Usually, symptomatic hearing loss from otosclerosis first develops early in the third decade of life, though onset can occur during childhood. Otosclerosis is well recognized as a cause of conductive hearing loss from fixation of the stapedial footplate in the oval window niche. Less well recognized is that otosclerosis can involve other portions of the cochlea and produce sensorineural hearing loss (SNHL).
The incidence of cochlear otosclerosis and that of cochlear otosclerosis resulting in clinically significant SNHL are unclear. The disease occurs in 8-10% of the white population; however, of those individuals affected, only 10-15% have clinical symptoms. Consequently, conductive hearing loss that necessitates treatment eventually develops in about 1% of the white population. Clinical disease occurs in about 0.5% of people of Asian and South American descent and in about 0.1% of those of African descent. The disease is bilateral in most cases.
For patient education resources, see the Ear, Nose, and Throat Center, as well as Tinnitus.
Two separate pathologic phases of the disease process can be identified:
The otosclerotic phase begins when osteoclasts are slowly replaced by osteoblasts and dense sclerotic bone is deposited in the areas of previous bone resorption. When this process involves the oval window in the area of the footplate, the footplate becomes fixed, resulting in conductive hearing loss. [3] (See Histologic Findings.)
Histologically, otosclerosis has a prevalence of about 10%. However, only about 10% of persons with histologic disease are clinically affected, and thus, the prevalence of clinically significant disease is about 1%. The most common morbidity from otosclerosis is hearing loss. Although conductive hearing loss is considered the hallmark of the disease, involvement of portions of the otic capsule other than the stapedial footplate can result in SNHL. Rarely, patients may present with vertigo. [4]

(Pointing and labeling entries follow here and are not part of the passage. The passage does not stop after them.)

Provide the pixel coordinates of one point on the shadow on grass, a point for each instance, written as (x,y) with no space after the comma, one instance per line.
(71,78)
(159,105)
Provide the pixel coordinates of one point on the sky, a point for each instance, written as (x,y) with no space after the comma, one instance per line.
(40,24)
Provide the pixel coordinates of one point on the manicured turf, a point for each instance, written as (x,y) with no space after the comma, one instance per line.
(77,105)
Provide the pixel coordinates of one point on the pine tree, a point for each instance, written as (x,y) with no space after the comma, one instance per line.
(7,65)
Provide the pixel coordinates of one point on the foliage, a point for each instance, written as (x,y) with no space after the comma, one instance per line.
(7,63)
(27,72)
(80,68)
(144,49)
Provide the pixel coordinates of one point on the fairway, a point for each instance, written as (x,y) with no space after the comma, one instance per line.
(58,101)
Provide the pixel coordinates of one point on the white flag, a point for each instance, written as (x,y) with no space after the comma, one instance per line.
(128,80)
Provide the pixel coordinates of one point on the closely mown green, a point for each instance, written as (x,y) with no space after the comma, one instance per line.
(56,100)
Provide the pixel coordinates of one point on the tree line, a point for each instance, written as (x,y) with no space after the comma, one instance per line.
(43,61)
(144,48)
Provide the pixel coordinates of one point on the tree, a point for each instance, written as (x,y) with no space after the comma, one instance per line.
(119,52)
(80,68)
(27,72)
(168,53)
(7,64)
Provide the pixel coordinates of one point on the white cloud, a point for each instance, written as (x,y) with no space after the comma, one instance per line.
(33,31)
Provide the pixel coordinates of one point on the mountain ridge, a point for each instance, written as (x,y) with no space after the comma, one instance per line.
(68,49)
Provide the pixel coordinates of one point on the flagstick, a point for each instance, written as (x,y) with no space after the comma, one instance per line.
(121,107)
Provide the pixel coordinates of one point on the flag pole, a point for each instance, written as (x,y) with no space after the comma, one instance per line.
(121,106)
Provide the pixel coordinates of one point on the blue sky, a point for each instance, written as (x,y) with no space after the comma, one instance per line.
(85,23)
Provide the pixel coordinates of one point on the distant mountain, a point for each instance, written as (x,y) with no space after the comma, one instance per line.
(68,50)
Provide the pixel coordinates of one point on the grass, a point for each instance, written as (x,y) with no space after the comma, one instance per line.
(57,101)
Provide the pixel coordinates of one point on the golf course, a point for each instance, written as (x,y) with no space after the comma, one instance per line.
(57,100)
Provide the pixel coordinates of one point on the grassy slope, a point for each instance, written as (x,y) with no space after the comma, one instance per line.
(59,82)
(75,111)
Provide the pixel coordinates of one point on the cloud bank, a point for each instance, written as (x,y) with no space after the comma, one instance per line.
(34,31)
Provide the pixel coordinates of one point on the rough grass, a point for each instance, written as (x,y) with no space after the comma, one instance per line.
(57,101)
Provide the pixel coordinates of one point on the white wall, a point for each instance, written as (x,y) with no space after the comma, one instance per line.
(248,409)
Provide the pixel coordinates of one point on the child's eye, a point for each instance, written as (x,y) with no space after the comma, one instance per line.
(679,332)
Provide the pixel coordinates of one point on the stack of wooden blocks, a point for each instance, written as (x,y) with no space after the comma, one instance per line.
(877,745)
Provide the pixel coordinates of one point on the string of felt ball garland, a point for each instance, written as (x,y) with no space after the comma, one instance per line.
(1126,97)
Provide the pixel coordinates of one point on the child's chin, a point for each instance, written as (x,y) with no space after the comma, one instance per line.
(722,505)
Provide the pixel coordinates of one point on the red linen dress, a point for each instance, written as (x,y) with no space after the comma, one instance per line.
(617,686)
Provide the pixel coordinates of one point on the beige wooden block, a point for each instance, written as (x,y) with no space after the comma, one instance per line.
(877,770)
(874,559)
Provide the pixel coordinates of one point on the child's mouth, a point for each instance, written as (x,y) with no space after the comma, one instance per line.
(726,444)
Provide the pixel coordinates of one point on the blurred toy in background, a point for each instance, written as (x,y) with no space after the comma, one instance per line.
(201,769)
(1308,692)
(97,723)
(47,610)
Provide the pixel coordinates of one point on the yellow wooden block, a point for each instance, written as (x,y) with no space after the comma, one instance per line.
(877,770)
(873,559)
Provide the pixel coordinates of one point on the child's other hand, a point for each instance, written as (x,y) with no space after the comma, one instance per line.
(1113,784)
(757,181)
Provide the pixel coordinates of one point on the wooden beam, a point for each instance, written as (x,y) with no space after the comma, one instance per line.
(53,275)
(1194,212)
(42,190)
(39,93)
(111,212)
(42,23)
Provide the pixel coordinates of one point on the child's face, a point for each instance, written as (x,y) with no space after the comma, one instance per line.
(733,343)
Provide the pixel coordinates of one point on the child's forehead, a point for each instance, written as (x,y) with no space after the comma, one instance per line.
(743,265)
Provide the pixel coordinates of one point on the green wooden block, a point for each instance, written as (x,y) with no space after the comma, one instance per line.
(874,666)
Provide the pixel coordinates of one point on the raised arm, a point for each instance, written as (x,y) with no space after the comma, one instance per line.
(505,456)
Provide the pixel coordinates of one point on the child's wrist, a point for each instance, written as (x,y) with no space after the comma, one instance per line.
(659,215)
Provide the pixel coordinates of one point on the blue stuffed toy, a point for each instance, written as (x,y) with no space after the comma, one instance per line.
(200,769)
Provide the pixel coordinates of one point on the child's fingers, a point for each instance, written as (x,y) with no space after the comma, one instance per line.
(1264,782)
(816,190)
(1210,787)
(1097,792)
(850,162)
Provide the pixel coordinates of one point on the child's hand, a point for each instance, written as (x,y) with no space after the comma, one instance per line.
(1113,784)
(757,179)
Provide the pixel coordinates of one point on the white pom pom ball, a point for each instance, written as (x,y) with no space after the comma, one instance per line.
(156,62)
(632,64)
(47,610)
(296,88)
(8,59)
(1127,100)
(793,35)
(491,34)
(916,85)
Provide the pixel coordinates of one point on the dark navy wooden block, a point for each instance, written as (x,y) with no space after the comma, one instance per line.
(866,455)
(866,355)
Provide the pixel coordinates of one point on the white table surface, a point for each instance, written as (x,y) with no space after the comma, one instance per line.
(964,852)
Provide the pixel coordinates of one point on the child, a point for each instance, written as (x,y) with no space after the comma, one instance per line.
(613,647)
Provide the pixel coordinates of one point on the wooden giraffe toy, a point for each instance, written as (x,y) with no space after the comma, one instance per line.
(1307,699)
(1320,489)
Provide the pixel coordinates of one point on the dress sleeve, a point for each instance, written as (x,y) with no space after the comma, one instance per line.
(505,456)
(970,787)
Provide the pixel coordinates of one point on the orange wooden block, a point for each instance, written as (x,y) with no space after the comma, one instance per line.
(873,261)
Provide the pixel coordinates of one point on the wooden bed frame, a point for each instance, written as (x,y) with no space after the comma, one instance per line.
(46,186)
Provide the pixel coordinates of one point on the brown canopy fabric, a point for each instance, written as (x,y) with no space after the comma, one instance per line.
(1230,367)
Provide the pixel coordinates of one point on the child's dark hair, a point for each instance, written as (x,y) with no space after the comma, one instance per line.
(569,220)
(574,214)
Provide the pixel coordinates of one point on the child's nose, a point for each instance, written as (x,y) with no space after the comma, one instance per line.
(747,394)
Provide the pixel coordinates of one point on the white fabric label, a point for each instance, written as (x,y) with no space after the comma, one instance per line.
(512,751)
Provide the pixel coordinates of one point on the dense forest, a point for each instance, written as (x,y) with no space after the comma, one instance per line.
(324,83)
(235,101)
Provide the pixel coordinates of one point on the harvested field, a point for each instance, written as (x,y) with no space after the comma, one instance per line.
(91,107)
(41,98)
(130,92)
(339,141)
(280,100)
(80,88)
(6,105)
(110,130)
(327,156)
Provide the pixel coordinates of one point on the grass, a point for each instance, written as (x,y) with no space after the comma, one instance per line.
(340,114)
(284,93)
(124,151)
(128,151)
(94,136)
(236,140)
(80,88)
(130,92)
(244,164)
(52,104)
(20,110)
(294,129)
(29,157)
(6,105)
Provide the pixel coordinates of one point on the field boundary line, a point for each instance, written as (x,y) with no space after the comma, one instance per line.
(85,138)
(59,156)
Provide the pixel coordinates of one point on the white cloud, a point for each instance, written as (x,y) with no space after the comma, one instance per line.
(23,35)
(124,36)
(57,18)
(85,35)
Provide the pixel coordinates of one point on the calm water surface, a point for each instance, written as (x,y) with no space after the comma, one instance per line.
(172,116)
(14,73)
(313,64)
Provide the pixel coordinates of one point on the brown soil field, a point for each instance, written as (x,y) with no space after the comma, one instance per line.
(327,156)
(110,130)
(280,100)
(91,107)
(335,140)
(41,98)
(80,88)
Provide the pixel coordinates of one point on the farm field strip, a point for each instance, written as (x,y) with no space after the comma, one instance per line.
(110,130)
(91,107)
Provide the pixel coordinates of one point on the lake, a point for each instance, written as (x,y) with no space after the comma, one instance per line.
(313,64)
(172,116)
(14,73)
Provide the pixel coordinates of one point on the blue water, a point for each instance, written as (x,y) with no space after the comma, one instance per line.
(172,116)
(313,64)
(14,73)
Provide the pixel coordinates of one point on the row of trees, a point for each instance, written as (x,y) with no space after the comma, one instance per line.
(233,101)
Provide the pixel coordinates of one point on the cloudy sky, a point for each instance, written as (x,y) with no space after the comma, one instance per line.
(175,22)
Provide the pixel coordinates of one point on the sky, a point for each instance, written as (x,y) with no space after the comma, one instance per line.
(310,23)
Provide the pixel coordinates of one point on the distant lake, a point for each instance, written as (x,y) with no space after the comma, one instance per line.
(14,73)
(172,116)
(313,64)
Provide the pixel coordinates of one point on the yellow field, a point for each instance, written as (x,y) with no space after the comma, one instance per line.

Clinical otosclerosis can manifest as early as age 7-8 years but most commonly appears in persons aged 15-35 years. Women seek medical attention for hearing loss due to otosclerosis more frequently than men do. However, the disease is not sex-linked, and a histologic study of a large series of temporal bones shows no difference in prevalence between men and women. Otosclerosis is much more common in whites than in persons of other races: Histologic otosclerosis occurs in 10-20% of whites but in only about 1% of people of African descent.
The clinical progression of the disease is unpredictable. Bilateral involvement is typical, and, in most cases, conductive hearing loss progresses until the maximal 50-60 dB loss develops. SNHL can result in total deafness, but such severe progression is uncommon.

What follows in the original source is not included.